Der Antragstellerin kann daher auch nicht darin gefolgt werden, dass mit dem angefochtenen Beschluss der Rechtsschein einer endgültigen Wertfestsetzung geschaffen wurde. Eine Festsetzung des Wertes auch von Folgesachen kann dem angefochtenen Beschluss ebenfalls nicht entnommen werden. Schließlich ist auch der Verweis auf Rspr., die Fälle der Wertfestsetzung trotz Erhebung von Festgebühren betrifft, nicht behelflich. Denn zum einen betreffen die von der Antragstellerin angeführten Entscheidungen keine Fälle der vorläufigen Wertfestsetzung und zum anderen werden vorliegend auch keine Festgebühren erhoben.
Eine gesonderte Wertfestsetzung nach § 33 Abs. 1 RVG ist nicht Gegenstand des vorliegenden Beschwerdeverfahrens. Demnach konnte es hier auch dahinstehen, ob in dem bereits gestellten Festsetzungsantrag des vormaligen Verfahrensbevollmächtigten der Antragstellerin ein Antrag nach § 33 Abs. 1 RVG zu erkennen ist.

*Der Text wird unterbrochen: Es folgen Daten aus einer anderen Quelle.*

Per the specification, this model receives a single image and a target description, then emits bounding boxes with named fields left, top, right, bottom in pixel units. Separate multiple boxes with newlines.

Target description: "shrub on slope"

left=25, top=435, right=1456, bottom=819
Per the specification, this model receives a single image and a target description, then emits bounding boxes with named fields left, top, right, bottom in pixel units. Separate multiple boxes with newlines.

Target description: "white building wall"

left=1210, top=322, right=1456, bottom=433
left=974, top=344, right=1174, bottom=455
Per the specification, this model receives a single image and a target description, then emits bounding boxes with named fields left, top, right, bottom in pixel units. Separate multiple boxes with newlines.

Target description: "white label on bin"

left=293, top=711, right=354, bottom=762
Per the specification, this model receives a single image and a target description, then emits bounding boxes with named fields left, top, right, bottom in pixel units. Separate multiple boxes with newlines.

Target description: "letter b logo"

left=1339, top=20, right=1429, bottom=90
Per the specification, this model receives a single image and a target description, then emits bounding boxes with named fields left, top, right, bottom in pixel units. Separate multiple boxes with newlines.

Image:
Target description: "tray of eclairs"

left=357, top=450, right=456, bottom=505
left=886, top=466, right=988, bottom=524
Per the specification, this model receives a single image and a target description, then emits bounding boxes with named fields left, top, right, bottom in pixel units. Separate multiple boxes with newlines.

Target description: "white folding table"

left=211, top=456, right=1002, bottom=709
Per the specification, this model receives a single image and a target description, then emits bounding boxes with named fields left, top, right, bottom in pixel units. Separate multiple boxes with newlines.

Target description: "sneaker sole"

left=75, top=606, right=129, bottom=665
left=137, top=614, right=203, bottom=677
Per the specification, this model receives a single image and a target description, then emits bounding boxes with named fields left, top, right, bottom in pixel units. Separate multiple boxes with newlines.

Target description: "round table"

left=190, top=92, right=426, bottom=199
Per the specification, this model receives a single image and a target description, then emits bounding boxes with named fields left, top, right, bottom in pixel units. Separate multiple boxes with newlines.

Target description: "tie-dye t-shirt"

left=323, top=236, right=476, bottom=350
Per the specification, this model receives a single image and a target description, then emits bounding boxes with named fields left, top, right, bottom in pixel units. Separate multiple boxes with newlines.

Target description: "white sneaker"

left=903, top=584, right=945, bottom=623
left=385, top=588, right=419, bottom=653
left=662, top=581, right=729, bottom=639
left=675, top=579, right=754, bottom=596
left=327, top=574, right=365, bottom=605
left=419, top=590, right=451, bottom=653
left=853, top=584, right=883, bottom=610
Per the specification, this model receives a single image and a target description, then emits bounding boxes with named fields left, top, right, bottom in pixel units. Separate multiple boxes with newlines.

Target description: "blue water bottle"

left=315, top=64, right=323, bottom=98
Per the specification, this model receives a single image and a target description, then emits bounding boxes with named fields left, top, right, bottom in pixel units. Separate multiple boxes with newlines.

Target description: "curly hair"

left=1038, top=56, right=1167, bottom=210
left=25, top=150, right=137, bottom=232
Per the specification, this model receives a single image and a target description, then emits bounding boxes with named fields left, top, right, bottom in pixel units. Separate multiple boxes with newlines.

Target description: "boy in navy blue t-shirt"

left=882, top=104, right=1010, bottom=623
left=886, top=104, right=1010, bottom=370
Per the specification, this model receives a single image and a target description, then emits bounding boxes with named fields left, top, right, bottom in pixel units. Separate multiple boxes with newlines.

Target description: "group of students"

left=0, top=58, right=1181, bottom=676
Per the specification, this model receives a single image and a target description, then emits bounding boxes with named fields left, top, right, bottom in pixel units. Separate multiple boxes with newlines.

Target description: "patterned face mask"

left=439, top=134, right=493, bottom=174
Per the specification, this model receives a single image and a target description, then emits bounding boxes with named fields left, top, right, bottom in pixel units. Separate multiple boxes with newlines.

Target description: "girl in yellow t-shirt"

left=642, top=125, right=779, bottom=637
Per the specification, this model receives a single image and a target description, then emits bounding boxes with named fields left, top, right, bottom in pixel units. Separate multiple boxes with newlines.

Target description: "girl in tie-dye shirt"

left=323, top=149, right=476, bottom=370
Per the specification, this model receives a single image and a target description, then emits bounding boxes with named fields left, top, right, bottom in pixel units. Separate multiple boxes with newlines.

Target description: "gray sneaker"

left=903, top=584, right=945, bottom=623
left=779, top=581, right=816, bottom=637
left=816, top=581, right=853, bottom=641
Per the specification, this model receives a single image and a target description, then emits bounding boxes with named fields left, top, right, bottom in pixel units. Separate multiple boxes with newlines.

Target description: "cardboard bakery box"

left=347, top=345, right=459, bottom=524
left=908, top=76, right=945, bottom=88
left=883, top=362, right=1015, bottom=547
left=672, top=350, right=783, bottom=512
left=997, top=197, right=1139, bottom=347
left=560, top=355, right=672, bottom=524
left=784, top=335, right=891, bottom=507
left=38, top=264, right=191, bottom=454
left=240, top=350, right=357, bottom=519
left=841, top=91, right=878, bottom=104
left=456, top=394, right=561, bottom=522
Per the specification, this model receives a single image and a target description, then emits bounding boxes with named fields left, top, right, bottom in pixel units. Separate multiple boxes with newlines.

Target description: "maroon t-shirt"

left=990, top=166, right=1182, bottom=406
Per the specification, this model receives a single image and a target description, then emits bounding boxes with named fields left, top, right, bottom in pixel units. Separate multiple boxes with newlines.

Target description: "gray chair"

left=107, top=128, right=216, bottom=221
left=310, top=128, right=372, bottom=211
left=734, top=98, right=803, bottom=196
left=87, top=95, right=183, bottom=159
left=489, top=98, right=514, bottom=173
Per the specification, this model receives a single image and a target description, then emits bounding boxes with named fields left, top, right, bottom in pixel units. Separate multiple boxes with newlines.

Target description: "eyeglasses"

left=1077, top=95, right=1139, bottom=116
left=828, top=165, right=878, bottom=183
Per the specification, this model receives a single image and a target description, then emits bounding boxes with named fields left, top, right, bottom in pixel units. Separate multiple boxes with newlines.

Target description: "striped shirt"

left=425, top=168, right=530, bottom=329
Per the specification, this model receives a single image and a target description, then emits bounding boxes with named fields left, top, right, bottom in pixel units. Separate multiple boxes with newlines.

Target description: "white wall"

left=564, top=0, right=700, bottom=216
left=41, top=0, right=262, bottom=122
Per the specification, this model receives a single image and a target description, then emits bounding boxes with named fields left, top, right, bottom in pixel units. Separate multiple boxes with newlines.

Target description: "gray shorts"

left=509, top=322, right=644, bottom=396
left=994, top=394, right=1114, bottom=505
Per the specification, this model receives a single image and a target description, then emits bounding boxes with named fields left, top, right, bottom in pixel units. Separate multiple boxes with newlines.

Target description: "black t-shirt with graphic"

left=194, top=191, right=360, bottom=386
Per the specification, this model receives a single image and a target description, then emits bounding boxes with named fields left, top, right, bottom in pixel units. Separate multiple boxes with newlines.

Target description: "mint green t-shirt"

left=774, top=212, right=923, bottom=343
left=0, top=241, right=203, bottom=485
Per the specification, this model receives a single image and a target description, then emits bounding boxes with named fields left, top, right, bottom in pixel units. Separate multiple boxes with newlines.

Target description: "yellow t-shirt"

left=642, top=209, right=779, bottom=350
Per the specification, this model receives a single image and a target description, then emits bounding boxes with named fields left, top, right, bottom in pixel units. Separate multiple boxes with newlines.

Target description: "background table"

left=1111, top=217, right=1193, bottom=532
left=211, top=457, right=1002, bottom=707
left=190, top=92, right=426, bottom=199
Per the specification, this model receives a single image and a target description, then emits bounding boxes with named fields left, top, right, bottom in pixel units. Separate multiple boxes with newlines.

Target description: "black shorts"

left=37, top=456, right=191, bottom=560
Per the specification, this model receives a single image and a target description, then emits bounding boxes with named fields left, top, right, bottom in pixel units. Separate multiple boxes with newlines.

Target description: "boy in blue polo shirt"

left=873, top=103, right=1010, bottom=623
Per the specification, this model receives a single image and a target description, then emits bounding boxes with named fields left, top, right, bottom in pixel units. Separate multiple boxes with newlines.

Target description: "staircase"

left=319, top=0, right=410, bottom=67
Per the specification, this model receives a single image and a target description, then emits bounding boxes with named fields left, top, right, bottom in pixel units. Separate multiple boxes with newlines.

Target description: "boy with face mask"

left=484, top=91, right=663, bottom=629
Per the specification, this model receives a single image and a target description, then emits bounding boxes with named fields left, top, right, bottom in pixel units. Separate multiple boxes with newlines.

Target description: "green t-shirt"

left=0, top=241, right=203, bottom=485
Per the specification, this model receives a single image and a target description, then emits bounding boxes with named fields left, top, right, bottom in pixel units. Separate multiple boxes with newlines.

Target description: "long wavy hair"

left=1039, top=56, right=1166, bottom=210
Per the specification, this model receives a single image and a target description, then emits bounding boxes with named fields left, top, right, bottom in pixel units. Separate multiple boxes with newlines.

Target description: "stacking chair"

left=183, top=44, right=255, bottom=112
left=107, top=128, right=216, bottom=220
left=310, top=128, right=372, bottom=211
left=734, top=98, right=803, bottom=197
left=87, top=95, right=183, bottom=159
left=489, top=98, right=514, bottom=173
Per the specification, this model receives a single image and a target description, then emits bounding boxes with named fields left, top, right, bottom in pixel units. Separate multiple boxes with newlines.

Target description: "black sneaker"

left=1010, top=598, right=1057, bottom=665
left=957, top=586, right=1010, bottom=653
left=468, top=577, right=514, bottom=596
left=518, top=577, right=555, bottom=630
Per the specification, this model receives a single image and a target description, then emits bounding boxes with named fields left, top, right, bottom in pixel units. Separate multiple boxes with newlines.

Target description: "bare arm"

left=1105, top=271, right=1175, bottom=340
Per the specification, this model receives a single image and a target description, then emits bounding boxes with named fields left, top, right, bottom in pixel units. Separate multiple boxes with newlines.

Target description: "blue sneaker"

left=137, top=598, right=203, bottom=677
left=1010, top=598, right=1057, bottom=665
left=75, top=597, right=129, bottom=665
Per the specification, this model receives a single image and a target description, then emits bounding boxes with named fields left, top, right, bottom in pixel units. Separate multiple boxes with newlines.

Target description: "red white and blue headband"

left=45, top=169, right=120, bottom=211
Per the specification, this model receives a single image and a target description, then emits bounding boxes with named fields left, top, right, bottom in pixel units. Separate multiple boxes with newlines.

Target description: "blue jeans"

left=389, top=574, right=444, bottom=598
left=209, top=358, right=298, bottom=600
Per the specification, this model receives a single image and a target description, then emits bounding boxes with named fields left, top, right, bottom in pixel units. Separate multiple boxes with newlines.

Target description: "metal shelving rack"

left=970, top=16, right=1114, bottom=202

III. Bedeutung für die Praxis
Die Entscheidung ist insoweit zutreffend, als vorläufige Wertfestsetzungen nach dem eindeutigen Wortlaut des § 59 Abs. 1 S. 1 FamGKG nicht anfechtbar sind. Dies gilt auch dann, wenn eine vorläufige Wertfestsetzung – wie hier – gar nicht hätte ergehen dürfen.
Es hätte dem OLG jedoch gut zu Gesicht gestanden, von der Möglichkeit des § 55 Abs. 3 S. 1 Nr. 2 FamGKG Gebrauch zu machen und die unzutreffende Wertfestsetzung aufzuheben.